Cyprus is set to receive an estimated €1 billion in Recovery and Resilience Facility grants and €0.2 billion in Recovery and Resilience Facility loans, with the possibility of requesting more RRF loans in the future.
Other EU funds for Cyprus will be the €112 million available in 2021 under REACT-EU and €92 million from the Just Transition Fund. Also, Cyprus will also receive €959 million in Cohesion Policy allocations from the latest long-term EU budget, as well as just over €366 million in direct payments from the European Agricultural Guarantee Fund (EAGF). There will also be €172 million available through the European Agricultural Fund for Rural Development.
Furthermore, the European Commission has also disbursed €603 million in financial support to Cyprus under the SURE instrument. The support was provided in the form of loans granted on favourable terms and will assist Cyprus in covering the costs related to its Temporary COVID-19 Wage Subsidy Scheme.
The EU Budget
The EU’s long term budget usually covers a period of up to seven years and it is called the Multiannual Financial Framework (MFF). The budget is based on proposals from the European Commission that are negotiated and agreed by Member States at the European Council and the Council of the EU. It also has to be approved by MEPs at the European Parliament.
The MFF is used to implement the EU’s internal and external policies and the 2021-2027 budget is worth €1,074 billion (in 2018 prices), although it is supplemented by the temporary Next Generation EU recovery package of €750 billion (in 2018 prices) to help repair economic and social damage caused by Covid-19.
However, the EU budget doesn’t aim to redistribute wealth, but rather it focuses on the needs of Europeans as a whole and Cyprus’ access to the Single Market is estimated to be substantially more than its contributions.
The framework for coordinating economic policies across the European Union is provided by the European Semester.
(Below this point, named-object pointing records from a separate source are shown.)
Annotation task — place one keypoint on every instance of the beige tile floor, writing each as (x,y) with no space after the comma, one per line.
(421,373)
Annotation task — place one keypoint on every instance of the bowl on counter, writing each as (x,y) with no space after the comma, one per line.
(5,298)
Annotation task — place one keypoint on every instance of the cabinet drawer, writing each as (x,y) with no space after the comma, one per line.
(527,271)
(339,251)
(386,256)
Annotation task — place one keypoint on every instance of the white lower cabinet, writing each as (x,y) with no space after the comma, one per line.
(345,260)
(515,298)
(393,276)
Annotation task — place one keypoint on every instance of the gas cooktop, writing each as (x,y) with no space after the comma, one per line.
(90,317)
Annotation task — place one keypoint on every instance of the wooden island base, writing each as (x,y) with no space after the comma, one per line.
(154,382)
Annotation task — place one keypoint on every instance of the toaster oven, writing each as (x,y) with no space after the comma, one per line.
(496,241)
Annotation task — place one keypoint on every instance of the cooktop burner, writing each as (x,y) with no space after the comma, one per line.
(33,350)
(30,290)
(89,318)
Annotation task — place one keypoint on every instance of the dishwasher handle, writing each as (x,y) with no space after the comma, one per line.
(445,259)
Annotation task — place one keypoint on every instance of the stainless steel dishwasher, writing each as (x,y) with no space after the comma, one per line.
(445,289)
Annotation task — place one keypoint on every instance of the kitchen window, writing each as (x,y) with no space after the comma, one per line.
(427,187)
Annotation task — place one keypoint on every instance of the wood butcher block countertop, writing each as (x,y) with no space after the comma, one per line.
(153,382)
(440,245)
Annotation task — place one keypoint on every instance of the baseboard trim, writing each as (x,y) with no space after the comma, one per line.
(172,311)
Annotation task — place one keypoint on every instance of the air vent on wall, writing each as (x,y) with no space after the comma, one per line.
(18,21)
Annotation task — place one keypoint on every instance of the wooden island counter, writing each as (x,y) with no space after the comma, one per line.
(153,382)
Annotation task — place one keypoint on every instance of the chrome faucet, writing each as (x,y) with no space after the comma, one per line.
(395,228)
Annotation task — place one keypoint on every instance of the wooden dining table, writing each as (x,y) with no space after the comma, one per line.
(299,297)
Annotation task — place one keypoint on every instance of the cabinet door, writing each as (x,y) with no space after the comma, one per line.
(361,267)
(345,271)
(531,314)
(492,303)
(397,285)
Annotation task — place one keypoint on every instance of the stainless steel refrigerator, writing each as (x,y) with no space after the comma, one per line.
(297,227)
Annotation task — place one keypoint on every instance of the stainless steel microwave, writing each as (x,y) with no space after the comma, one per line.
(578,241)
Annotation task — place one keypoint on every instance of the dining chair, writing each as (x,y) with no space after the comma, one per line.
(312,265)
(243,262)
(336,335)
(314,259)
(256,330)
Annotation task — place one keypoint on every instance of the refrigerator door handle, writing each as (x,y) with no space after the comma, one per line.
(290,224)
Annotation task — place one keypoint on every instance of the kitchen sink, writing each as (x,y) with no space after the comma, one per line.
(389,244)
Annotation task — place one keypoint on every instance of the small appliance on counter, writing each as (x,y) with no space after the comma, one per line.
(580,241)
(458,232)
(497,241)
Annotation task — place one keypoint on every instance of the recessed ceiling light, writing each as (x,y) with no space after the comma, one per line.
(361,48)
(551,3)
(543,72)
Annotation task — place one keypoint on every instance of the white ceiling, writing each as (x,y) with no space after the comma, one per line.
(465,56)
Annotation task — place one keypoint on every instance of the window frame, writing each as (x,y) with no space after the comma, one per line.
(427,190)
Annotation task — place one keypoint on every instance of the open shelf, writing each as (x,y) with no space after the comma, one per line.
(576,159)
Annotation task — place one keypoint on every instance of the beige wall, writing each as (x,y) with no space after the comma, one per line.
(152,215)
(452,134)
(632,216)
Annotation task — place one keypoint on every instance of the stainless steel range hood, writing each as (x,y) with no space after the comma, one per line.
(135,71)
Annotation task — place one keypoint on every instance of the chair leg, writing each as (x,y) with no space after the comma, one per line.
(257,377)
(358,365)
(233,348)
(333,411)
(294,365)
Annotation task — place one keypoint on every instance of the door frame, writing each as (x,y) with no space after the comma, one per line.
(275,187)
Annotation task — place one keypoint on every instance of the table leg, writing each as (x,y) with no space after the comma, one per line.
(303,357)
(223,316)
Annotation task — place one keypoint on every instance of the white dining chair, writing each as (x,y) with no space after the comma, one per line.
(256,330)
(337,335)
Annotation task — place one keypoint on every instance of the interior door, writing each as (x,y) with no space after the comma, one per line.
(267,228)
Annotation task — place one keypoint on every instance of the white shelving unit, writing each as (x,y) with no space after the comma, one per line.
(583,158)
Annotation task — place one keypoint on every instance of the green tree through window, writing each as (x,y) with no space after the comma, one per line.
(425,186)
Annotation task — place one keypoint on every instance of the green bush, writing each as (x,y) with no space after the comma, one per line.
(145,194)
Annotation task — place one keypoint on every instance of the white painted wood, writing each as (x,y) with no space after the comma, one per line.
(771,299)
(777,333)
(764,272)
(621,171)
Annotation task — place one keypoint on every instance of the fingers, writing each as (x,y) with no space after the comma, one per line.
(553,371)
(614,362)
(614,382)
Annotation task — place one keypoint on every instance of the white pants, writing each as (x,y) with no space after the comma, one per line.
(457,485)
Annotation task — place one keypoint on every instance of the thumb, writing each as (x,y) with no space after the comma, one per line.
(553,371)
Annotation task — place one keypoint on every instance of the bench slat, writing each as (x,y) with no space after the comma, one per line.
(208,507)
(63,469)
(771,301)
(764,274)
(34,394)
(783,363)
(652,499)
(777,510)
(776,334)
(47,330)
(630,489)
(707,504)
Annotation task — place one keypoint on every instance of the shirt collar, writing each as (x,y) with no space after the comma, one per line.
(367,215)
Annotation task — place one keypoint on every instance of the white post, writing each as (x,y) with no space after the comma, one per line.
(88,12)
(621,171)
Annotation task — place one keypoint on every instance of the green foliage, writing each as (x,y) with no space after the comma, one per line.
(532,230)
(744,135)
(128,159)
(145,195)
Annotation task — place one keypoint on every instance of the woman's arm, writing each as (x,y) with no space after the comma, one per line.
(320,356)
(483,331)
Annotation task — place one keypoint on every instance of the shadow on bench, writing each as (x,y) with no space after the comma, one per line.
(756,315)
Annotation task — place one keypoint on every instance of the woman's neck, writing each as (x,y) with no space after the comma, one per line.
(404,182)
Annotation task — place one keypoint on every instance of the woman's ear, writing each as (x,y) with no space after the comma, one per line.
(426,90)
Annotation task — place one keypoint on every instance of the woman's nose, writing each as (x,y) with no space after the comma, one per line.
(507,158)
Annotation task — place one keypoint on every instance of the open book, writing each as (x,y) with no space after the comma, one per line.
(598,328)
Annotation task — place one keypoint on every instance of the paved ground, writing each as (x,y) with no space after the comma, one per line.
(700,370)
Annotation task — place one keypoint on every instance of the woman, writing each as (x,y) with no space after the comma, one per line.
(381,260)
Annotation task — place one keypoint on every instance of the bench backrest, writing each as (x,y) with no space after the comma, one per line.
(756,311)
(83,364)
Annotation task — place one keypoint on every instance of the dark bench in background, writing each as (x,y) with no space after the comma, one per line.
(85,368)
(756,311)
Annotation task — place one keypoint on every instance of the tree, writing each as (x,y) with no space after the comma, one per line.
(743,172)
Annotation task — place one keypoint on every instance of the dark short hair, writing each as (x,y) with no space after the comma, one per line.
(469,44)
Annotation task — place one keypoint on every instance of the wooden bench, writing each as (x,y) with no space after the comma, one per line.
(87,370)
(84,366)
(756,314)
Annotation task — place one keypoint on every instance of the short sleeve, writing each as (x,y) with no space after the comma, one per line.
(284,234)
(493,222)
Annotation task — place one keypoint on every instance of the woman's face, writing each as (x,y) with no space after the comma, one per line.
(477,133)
This framework allows EU Member States to outline their economic and budget plans and have progress monitored at specific times throughout the year.
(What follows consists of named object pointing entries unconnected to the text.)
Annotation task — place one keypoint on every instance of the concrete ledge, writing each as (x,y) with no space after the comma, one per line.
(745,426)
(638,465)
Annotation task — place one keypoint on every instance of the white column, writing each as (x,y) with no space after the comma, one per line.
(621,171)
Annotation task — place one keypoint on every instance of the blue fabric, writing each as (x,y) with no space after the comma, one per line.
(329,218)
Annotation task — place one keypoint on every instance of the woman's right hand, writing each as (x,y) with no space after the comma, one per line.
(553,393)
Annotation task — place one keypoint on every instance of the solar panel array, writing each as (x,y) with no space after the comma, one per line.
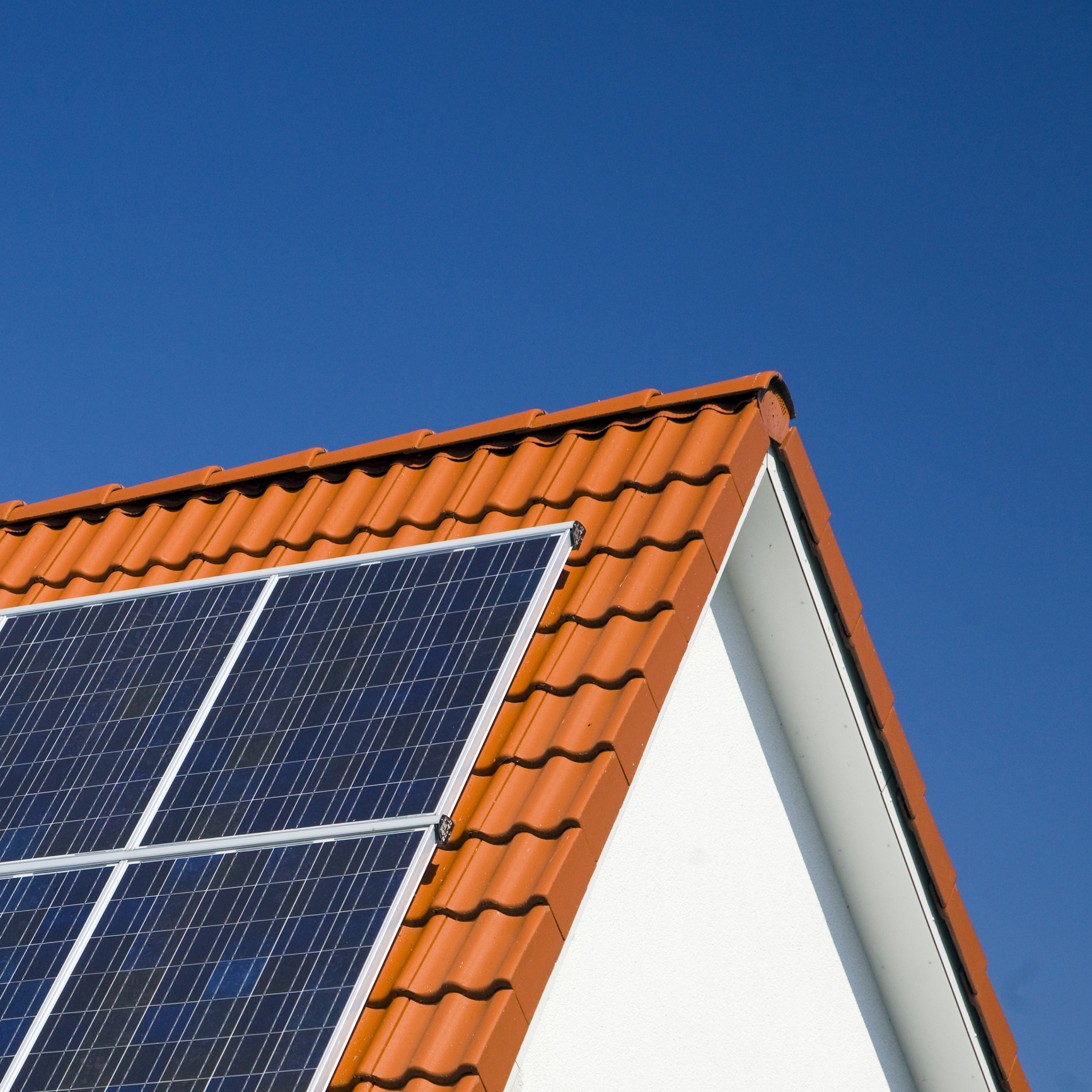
(131,726)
Member States still have autonomy to implement their own financial policies and tax regimes but the Semester ensures they keep within an agreed set of rules called the Stability and Growth Pact (SGP).
The Semester was introduced in 2010 in response to the global economic crisis of the time. It includes mechanisms to identify potential risks to stability and imbalances such as property market bubbles, like the one that contributed to Cyprus economic crash in 2012-2013.
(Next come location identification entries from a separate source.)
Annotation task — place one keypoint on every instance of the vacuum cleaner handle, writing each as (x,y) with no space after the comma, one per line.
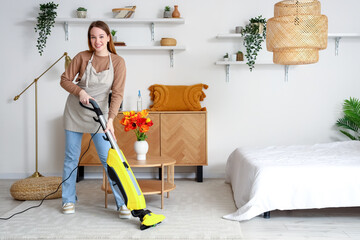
(95,108)
(101,119)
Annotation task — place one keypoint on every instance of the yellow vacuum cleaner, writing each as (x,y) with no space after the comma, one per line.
(121,174)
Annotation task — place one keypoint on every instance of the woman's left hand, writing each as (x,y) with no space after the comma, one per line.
(110,127)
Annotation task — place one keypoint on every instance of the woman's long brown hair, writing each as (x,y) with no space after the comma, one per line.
(102,25)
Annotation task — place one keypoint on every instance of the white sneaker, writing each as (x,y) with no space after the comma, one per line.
(68,208)
(124,212)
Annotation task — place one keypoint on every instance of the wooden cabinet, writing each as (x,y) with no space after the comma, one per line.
(181,135)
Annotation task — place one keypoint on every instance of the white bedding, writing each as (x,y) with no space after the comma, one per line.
(294,177)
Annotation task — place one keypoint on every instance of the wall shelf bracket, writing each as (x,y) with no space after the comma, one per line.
(172,58)
(286,73)
(337,42)
(227,72)
(66,28)
(152,31)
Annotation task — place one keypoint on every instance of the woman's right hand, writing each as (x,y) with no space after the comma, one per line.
(84,97)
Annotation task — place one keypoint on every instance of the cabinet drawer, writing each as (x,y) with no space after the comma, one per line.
(183,137)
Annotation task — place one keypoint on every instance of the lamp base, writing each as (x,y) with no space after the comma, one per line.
(36,174)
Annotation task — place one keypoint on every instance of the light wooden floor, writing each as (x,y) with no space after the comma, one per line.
(340,223)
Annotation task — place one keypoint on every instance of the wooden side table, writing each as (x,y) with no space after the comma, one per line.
(152,186)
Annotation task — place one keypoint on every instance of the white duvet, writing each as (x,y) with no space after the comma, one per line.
(294,177)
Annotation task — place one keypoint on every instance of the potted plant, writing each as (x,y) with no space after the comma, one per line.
(140,123)
(45,21)
(350,124)
(254,35)
(113,33)
(81,12)
(167,12)
(239,56)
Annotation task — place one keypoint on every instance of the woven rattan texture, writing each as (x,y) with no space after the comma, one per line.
(297,32)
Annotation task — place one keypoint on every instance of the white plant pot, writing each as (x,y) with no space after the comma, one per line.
(141,148)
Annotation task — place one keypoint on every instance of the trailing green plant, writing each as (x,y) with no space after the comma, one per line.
(350,124)
(253,39)
(45,21)
(113,32)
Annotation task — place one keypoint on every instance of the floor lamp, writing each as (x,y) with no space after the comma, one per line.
(67,62)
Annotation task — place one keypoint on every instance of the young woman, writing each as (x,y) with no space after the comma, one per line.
(96,72)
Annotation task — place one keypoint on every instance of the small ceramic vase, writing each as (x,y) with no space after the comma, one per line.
(141,148)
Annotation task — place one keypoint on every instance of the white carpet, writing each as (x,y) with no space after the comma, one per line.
(193,211)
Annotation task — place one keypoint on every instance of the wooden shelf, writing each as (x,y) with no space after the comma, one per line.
(180,48)
(171,50)
(242,62)
(151,21)
(229,35)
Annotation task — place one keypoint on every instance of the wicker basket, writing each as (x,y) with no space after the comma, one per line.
(36,188)
(168,42)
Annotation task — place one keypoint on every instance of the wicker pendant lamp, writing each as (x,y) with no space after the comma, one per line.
(297,32)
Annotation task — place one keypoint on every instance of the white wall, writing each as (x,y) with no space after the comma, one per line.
(255,109)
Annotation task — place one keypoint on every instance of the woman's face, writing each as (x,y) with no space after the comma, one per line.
(99,40)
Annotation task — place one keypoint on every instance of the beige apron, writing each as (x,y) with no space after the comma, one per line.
(97,85)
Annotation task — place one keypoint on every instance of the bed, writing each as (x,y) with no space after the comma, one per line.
(293,177)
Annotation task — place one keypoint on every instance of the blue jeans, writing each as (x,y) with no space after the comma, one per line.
(72,154)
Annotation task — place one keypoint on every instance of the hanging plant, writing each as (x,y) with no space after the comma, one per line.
(349,124)
(254,34)
(45,21)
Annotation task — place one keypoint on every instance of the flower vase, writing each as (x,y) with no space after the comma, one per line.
(141,148)
(176,13)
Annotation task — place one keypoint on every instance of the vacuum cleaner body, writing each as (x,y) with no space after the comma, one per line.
(128,186)
(121,174)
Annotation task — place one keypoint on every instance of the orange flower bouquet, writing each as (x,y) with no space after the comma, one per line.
(139,122)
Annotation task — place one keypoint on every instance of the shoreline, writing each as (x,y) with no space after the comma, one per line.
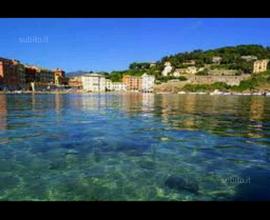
(215,93)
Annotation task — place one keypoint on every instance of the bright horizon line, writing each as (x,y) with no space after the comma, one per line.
(41,66)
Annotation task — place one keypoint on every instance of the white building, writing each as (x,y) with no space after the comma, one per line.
(148,82)
(188,70)
(108,84)
(94,82)
(118,86)
(167,69)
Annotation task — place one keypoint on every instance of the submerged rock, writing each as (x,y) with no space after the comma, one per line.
(71,151)
(178,183)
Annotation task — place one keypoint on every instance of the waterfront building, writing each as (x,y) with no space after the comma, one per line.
(12,74)
(132,82)
(75,82)
(148,82)
(45,76)
(249,58)
(94,82)
(59,77)
(119,86)
(260,66)
(167,69)
(30,73)
(190,62)
(108,85)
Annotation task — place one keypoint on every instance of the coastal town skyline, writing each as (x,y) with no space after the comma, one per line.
(112,44)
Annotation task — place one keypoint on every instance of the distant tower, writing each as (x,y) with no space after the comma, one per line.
(260,66)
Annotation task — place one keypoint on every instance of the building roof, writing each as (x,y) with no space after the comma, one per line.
(93,75)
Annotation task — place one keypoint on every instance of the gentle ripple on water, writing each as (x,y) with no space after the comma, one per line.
(125,147)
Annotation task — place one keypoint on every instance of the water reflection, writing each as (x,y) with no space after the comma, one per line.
(125,146)
(3,112)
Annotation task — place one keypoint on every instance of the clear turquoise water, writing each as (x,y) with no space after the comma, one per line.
(125,146)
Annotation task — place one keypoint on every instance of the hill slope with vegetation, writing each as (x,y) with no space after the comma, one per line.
(232,58)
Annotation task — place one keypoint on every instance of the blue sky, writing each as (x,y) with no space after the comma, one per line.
(112,44)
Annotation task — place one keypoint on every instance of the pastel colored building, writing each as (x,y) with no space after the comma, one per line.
(132,82)
(59,77)
(12,74)
(119,86)
(94,82)
(75,82)
(108,85)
The annual Semester cycle runs from November to October with ‘packages’ for each Member State published in autumn, winter and spring detailing priorities, guidelines, recommendations and reports.
Economic and Monetary Union
The Economic and Monetary Union (EMU) helps integrate EU economies so they can provide stability and stronger, more sustainable, inclusive growth to improve the lives of EU citizens.
It involves the coordination of economic and fiscal policies, a common monetary policy, and a common currency, the euro.
All EU Member States are part of the economic union but some, including Cyprus, that have adopted the euro, are collectively called the euro area or eurozone.
Responsibility for economic policy within the EMU is divided between Member States and EU institutions including the European Commission, which monitors performance and compliance.
The European Central Bank is the EU institution responsible for implementing an effective, closely coordinated, monetary policy for the euro area, within the objectives of price stability and safeguarding the currency’s value.
National governments control other economic policy areas including fiscal policy that concerns government budgets, and tax policies that determine how income is raised.
The banking union, established in response to the global financial crisis in 2008, strengthens Economic and Monetary Union. It creates a more transparent, unified, safer market for banks and helps protect depositors by ensuring they behave prudentially and that action is taken quickly to prevent banks from failing.